Three years into the job of orchestrating U.S. Open theatrics, course setup man Mike Davis has disarmed USGA critics and earned player plaudits. Now he faces his toughest test: Bethpage's peanut gallery.
Throw in forecasted rain, soft greens, the possibility of some red numbers and Davis could be hearing from the fans.
While the self-appointed intellectuals who mine Arts & Leisure have embraced Davis's emphasis on a more cerebral test via multiple tees and surprising yardage variations, the grittier Newsday-reading Long Islanders aren't so impressed.
"I thought this was the U.S. Open, not the U.S. Women's Open," scowled one ticketholder as Padraig Harrington's group scoped out the 555-yard 13th tee instead of a new one that extends the par-5 by fifty yards.
Though Torrey Pines was a true muny-hosted U.S. Open last year, San Diego's surfers and sunbathers didn't give a hoot about the winning score, nor did they pay attention to the tiered rough heights and other nuances which brought Torrey Pines to life.
Bethpage fans, young, old, male and female, crave player misery. Sure they want some theater too. But, no Cats please. Keep your Billy Elliott. They want Death of a Salesman on Long Island.
That's because the 37,000 rounds played annually deliver blows to the body and ball counts of its most blue-collar clientele. And the lucky few who get on the Black Course demand that U.S. Open contestants suffer relatable indignities at the hand of architects A.W. Tillinghast and Joe Burbeck.
"Most of the people that watch Opens don't play the course they watch it on," said the people's unofficial representative and 2008 runner-up, Rocco Mediate. "But how many hundreds, maybe thousands will be watching this event and they've already played No. 3 and they're going to say, I made a 2 on that.' You'll get that in the crowd. It's going to be funny."
Davis's occasionally shortened one-shotters are going over like a foie gras special on a hot dog cart.
"There's no way they're going to play down there!" groused one fan to his buddy when Stewart Cink practiced from the 8th hole's 132-yard tee, a stunning 88 yards in front of the primary tee where Davis hopes to test the player's adaptation skills.
Then there is Davis's highly popular and eminently sensible tiered rough cuts. Just off the fairway, the intermediate cut is 1 3/4". The second cut is 2.5" and the third cut 4-6''. And knee-high stuff for the woefully wayward.

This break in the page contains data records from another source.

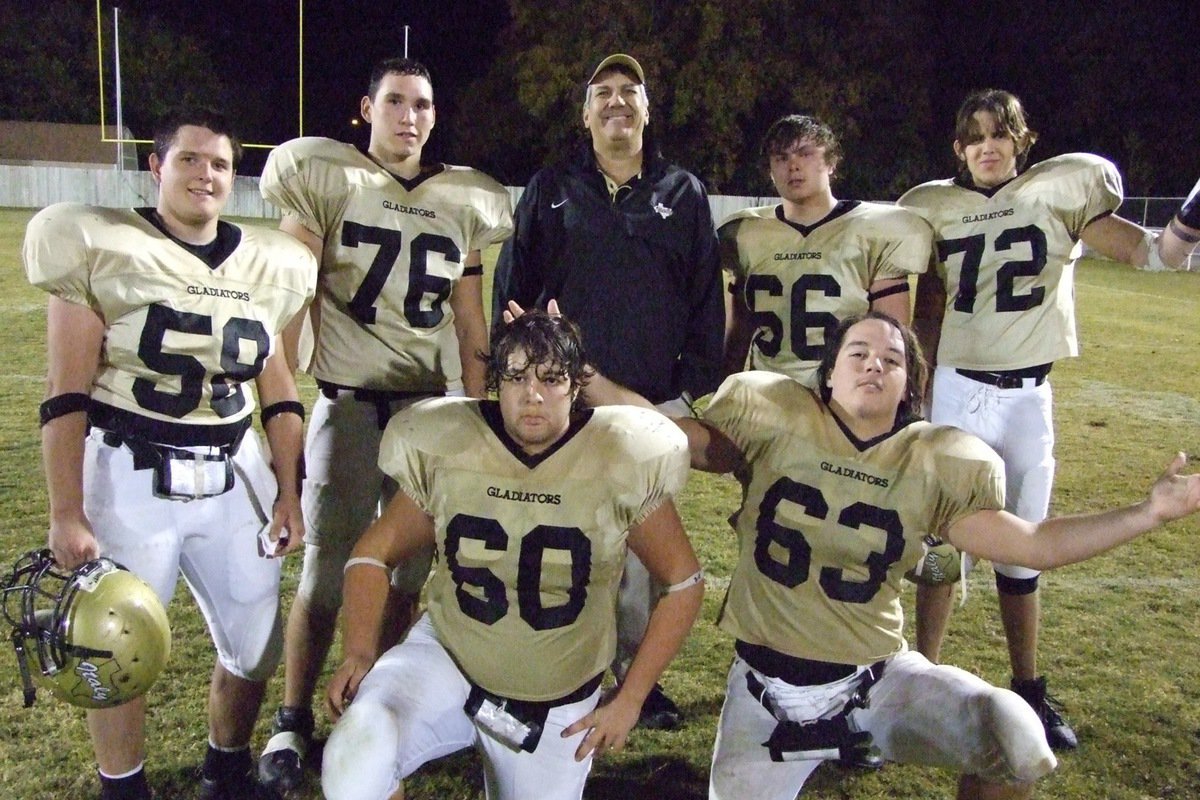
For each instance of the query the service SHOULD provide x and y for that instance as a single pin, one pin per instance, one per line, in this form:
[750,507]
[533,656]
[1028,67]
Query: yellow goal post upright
[120,139]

Installed at Winged Foot in 2006, the cut layers have not put any less premium on accuracy. Yet to these fans, this is the stuff of sissies. It's not enough that the fescues are thriving on this spring's relentless rains. Or that it's giving their marshall buddies sleepless nights in anticipation of the inevitable lost ball searches. Nor is there any comfort in hearing that Bethpage features 23 acres of fairways to its 110 acres of rough.
"They also say the rough's higher for them. Already they've said that," said Mediate, recounting the practice round jeers. "So it should be--it's definitely different. Definitely different."
Of course Davis is tough. After all, he was booed at Shinnecock Hills in 2004 when he pulled the flagstick during Saturday's 7th green meltdown. He was even pelted with a few plastic bottles.
If Bethpage looks at all vulnerable, Davis may wish his rainsuit was made out of Kevlar.